Besides constants, there is actually a simple way of comparing two acids: let them fight each other to the death. Let us consider $\ce{NH_4^+}$ vs. $\ce{PO_4^{3-}}$ (I know $\ce{PO_4^{3-}}$ is not what you asked; this is just an illustration). Who would end up having that proton? It turns out that ammonium phosphate is unstable, which implies that the proton would go from $\ce{NH_4^+}$ to $\ce{PO_4^{3-}}$, meaning that $\ce{NH_4^+}$ is stronger acid than $\ce{HPO_4^{2-}}$ (in accordance with what the constants would predict), and hence ammonia is a weaker base than phosphate. Now, that was phosphate, the salt of phosphoric acid, while you ask about phosphite, the salt of phosphorous acid, which by all accounts should be weaker.

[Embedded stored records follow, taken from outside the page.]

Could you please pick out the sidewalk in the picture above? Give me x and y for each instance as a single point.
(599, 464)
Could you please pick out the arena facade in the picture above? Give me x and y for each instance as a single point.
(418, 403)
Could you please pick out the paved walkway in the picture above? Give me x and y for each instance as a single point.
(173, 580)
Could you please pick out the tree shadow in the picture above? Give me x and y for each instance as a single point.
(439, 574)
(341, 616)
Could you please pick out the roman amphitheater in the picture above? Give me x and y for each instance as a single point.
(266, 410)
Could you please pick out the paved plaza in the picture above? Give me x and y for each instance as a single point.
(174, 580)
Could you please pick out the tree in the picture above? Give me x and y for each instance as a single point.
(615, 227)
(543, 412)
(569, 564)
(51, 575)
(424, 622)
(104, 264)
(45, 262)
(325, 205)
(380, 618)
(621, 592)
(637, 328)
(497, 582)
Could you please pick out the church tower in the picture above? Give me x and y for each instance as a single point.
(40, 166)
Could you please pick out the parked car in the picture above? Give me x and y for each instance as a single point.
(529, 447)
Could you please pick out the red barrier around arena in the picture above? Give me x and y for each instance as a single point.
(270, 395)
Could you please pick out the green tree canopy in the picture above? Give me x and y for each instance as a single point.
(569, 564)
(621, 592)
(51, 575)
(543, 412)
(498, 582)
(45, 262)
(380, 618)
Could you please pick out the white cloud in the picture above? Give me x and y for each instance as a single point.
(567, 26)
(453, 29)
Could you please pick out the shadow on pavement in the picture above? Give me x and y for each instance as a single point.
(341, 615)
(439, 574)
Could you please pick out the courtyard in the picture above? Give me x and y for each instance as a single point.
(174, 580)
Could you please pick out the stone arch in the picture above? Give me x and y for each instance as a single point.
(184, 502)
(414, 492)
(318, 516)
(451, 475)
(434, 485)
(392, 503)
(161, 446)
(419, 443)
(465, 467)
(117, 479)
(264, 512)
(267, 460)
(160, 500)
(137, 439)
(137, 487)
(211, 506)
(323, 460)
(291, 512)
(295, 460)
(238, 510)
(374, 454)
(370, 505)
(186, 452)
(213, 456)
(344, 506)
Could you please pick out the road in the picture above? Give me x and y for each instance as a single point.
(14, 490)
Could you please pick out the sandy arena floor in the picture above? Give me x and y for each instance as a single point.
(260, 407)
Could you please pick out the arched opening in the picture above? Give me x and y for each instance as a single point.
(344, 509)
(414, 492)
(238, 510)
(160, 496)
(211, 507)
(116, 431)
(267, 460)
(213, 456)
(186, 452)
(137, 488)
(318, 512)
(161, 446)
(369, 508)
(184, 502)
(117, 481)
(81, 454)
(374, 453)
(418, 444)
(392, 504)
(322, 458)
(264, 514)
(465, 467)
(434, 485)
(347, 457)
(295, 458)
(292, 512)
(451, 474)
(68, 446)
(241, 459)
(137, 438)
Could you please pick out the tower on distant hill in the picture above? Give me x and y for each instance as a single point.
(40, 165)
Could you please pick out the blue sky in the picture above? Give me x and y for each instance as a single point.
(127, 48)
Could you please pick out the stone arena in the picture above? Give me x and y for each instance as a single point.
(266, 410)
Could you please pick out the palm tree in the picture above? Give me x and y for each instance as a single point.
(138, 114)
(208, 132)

Hence its anion must be an even stronger base.
Simple as it may seem, there is one more thing to mention. Phosphorous acid is actually diprotic, that is, capable of ionizing only two of its hydrogens. The third hydrogen is connected directly to the phosphorus atom. Organic esters $\ce{(RO)_3P}$ are known, but that's another story. The very existence of ion $\ce{PO}_3^{3-}$ seems somewhat dubious. By any means, even if you manage to get one in water solution, it will be instantly hydrolized. This puts it in the ranks of bases too strong to exist in water, which is of course way stronger than our lowly ammonia.